Path to Enlighenment

Yes – there is a textbook answer, which we’ll come to. But it’s more interesting to first think about what the idea of “Buddha” means for human beings in practical terms.

Through self-reflection, most of us feel that we have some positive qualities and habits, and some things that could be done with some work! We can look at some of the times in our lives where things haven’t gone all that well, and think – “If only I hadn’t said that, or said it differently”. Or, “If only I’d had more clarity and perspective when I made that decision”. Ideally, if we reflect like this, it’s in a balanced way, not beating ourselves up, and also with awareness of the things we do well.

But suppose we could improve our positive qualities and habits without limit. For example, think of the kindest and most generous person we know. Imagine how different our life could be if we could be like that. We’re not talking about just making an effort to be like that, or simply appearing to be like that. Imagine instead if heartfelt kindness and generosity continuously shaped our life, like a second nature.

And then imagine that our kindness and generosity had no limit – that we weren’t held back by a lack of energy, or doubts, or worries, or memories of wrongs that have been done to us. Supposing we could extend this natural kindness and generosity to every living being that we come across; that the experience of being in the company of any other living being would bring genuine joy – as if we’d just encountered our dearest friend or family member, after having been separated from them for a long time. And suppose also that we had such a clear and peaceful mind, we’d always instinctively know what the best thing to do would be, both for ourselves and others, and the thing that would make our life whole and meaningful, its basic driving force, would be to benefit others.

That’s what the state of a Buddha, or enlightenment, would mean for us. According to Buddhist teachings, this has meaning for all of us because all beings have Buddha potential. Buddha potential is the very nature of our mind. Anyone can start cultivating their potential for positive minds and as we do, progressively the quality of our life improves.
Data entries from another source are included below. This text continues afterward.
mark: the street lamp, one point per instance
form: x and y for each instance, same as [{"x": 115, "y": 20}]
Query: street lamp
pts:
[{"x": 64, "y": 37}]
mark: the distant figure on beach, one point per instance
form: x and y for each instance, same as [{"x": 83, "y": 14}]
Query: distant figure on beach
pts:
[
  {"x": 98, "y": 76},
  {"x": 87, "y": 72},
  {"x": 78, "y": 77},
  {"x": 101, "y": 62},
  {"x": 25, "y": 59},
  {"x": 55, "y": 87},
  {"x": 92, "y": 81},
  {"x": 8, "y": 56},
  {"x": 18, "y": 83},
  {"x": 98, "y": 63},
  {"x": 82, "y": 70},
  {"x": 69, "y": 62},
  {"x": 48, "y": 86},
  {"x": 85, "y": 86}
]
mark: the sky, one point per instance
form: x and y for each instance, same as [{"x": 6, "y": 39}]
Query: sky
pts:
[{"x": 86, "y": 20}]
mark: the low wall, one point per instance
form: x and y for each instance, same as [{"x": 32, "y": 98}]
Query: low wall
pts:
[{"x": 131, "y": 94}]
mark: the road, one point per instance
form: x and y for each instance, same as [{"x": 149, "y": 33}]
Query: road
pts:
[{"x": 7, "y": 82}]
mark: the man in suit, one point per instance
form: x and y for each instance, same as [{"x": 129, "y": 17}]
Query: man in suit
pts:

The Sanskrit word Buddha is usually translated as “awake”. It’s as if, at the moment, because our minds are absorbed in busyness and driven by habit, we’re not awake to our full potential. A similar idea is that Buddhas are “free of obscurations”. The beautiful and inspiring idea is that as we wake from our slumber, and our obscurations progressively dissolve, our own true nature of compassion, clarity and wisdom shine through.